Como sabemos, existe una gran heterogeneidad de las derechas radicales más allá de los casos europeos (Rovira Kaltwasser y Zanotti, 2023). Si comparamos a Milei con Trump y Bolsonaro, dos de los exponentes de derecha radical que llegaron a la presidencia en nuestro continente, constatamos a la vez grandes diferencias y fuertes aires de familia. Milei se diferencia de ellos en términos económicos, por su posición radicalmente antiproteccionista y antiestatal, y por su singular propuesta libertaria/anarcocapitalista. En cambio, se alinea con ellos en el discurso antiizquierda (o anti «comunismo» y «marxismo cultural»), en su antifeminismo y en la centralidad otorgada a las cuestiones de ley y orden.
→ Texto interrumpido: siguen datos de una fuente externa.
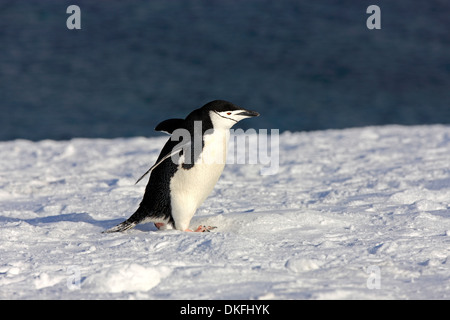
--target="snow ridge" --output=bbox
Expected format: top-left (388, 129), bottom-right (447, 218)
top-left (0, 125), bottom-right (450, 299)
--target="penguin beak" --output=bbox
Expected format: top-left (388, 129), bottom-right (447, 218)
top-left (236, 110), bottom-right (259, 117)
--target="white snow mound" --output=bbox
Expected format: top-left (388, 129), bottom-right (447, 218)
top-left (0, 125), bottom-right (450, 299)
Pero, sobre todo, se emparenta con ellos en términos de estilo y performance, con un discurso agresivo hacia los adversarios, desafiante de las instituciones y socioculturalmente bajo (en el sentido que le asigna Pierre Ostiguy (2009); cf. también Tanscheit y Zanotti, 2023). Los elementos de deslealtad con la democracia que mostraron Trump y Bolsonaro ante derrotas electorales no tuvieron ocasión de probarse aún, pero Javier Milei y sus colaboradores agitaron el fantasma del fraude electoral antes de las elecciones.22 Además, a pocos días de su asunción, el libertario dictó un «decreto de necesidad y urgencia» singularmente extenso y reformista que derogaba 41 leyes y modificaba más de 250 normas, y cuando debió negociar una «ley ómnibus» igual de ambiciosa en el Congreso, acusó de corruptos a los legisladores que no garantizaban su apoyo.23 Más tarde, en la apertura de sesiones ordinarias del Poder Legislativo, el presidente identificó el inicio del siglo xx como el período en que Argentina había iniciado su decadencia,24 momento también en el que empezó a regir el sistema democrático y el voto universal masculino. El vínculo conflictivo con las instituciones de la democracia representativa parece un rasgo saliente de esta nueva fuerza.
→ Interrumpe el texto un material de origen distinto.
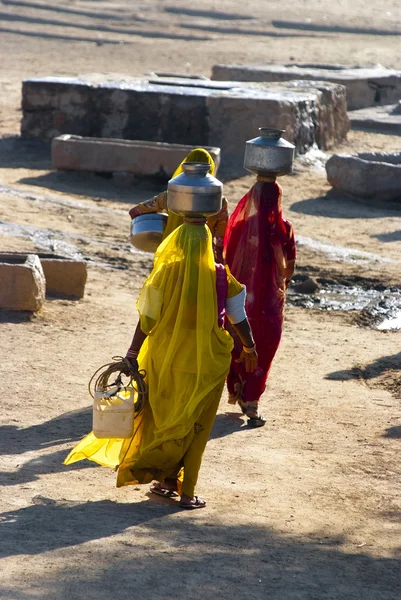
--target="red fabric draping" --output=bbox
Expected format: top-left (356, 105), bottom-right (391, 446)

En Argentina, la derecha mainstream funcionó como un antecedente de la derecha radical. El pro también pasó de la moderación a posiciones más extremas: mientras que en la campaña de 2015 la consigna de Macri era «unir a los argentinos», la de Patricia Bullrich en 2019 fue «terminar con el kirchnerismo para siempre». Pero lejos de una «fórmula ganadora» que le permitiera solucionar el dilema de retener votantes moderados y convocar a los partidarios de ideas más extremas (Bale y Rovira Kaltwasser, 2021), el partido de derecha exitoso fundado por Macri corre el peligro de ser fagocitado por la derecha radical o de convertirse en su sucedáneo. La relación entre estos dos tipos de derechas estará en el centro de la agenda durante los próximos años, y su desenlace tendrá efectos sobre el sistema democrático. En este sentido, se ha señalado que «la capacidad de la ultraderecha de erosionar la democracia liberal descansa no solo en la posibilidad de acceder al Poder Ejecutivo, sino también en la influencia que despliega sobre el conjunto del sistema político; en particular, en la presión que ejerce para que la derecha convencional se radicalice y, por tanto, deje de sustentar las reglas del juego formales e informales propias de la democracia liberal» (Rovira Kaltwasser, 2023, p. 11). Tras poco más de cien días de gobierno de Milei, el presidente cuenta con el apoyo cerrado de la mayoría del pro y de parte de la ucr, pero el devenir de esa relación y sus efectos sobre la democracia argentina están por verse.